Sunday, 4 January 2009

Car Manufacturers

Who thinks up the names of cars? I mean, whoever decided the makes of Mercedes was clearly a bit stuck for ideas....'Erm..we'll call them A...Class...B Class and C Class, how's that?'

Perhaps they were having a bit of a jolly smoke at the time and thought,
'How about we call them the Mercedes Cannabis or the Mercedis Heroin?'
'You can't do that, that's too controversial!'
'Well how about we just label them by their drug classes?'
'That's a great idea....'

A, B, C, it's such a copout though. It's like Peugeot...'we'll call it the 305, the 106, the 207...'

One day there'll be a Peugeot 8004 or something.

I wonder if cars are meant to say something about you:
'I drive a Volkswagen Polo. Yes I love polo me'
'I drive a Volkswagen Golf. Yes I love a bit of golf.'
'I drive a Volkswagen Foxhunting. Because I like to wear tweed.'

I love it when manufacturers make their car names really exotic, like the Honda Jazz, the Honda Legend. Or the Ford Espace, the Ford Galaxy. Some of them just don't work though.
'I drive a Panda'
'Come right this way to prison please sir'

'I've got an Escort'
'I beg your pardon?'

Surely the least inventive is the Ford Ka though.
'I've got a car'
'What sort?'
'It's a Ka'
'I know that. What sort?'

Hours and hours of confusion.

Saturday, 3 January 2009

Grandparents' Anniversary

i'll have an Hedex on the beach, a vodka and neurofen and an Aspirin and tonic...

What?

Well you said 'a cocktail of tablets'...

Grandparents anniversary. What year? Every year. 2nd Jan. 55th anniversary though, that's incredible. felt a bit too young and healthy. they're big fans of the footy though...i can just imagine them there with their scarves yelling at the tv (they're yelling, not the scarves).

Their house is full of bears so naturally they had to move a few thousand before we could actually go round for tea. seriously. it's like trying to find....i dunno, a very small bear in a house full of millions of bears...a little tricky.

Why is it everything tastes better in triangles? I got through endless sandwiches because they were in triangles. It's the same with toast, shortbread, cheese...I'm much more likely to eat it if it's in a triangle shape...am I right?

Picked Nan up to take her to the tea party so obviously had to drive amazingly well/safely/slowly. Compliments all round. She gave me £20 for no reason that I could see. Once again I am blessed.

Thursday, 1 January 2009

New Year Brighton Style

Why is it that clubs cost millions more to go to on New Year than on any other night? Are they really much better at New Year? £25 it cost last night, £25!! I rarely want to spend more than a fiver. For £25 I want free champagne, presents, fireworks, attractive waitresses asking me if I want any more drinks...you know what I mean.

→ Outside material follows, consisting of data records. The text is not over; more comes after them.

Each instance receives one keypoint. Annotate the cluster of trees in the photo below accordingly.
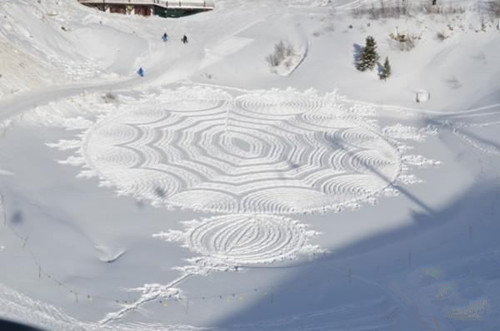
(369, 57)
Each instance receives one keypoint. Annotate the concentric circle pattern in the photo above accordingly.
(248, 239)
(274, 152)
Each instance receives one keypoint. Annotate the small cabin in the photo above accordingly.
(161, 8)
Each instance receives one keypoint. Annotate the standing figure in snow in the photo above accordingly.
(140, 72)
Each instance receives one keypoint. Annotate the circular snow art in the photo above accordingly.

I shouldn't really complain - there was a random trapeze display in the club last night by some woman who looked she'd been round it a fair few times...if you know what I mean. Less Miss World, more Miss Carpet World. (She was good though, don't get me wrong).

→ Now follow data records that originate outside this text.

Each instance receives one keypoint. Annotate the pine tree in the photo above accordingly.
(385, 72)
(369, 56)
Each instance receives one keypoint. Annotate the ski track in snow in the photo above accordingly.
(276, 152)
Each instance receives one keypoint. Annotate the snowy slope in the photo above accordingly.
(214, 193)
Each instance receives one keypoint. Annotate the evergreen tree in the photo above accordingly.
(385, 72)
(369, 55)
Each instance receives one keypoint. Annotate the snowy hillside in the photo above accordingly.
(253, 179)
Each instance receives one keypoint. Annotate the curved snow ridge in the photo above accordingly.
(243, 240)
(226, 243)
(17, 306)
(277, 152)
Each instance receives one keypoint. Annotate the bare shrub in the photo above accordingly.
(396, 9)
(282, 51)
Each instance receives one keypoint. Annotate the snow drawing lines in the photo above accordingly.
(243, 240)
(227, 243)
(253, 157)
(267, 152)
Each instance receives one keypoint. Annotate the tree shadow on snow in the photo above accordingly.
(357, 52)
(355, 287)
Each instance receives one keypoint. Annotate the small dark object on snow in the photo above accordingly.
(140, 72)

Being designated taxi driver meant I was dosing up on Red Bull/Relentless/anything remotely sugary. There we were powering along the A27, bouncing off the ceiling/crash barrier...

Just kidding. 70mph all the way.

Well, maybe 71.

Being sober massively paid off this time though. Not only did I save money (aside from the something like 8.80per litre Red Bull), I actually made money. Apparently when you're wrecked on New Year's Eve you regularly drop tenners by the bar. Or maybe if you live in Brighton you have so much money that not all the notes fit in your wallet so you have to let some go.

On about five separate occasions I looked down and there would be a note. (banknote obviously, I'm not some sort of PostIt fiend). Didn't see them being dropped so I had no idea whose they were. I might put them to some kind of good cause. Either way I felt surprisingly lucky...

My wallet has forty pounds more in it than when I left last night. Now that's the kind of night out I like and a frankly fantastic start to the year. Long may it continue.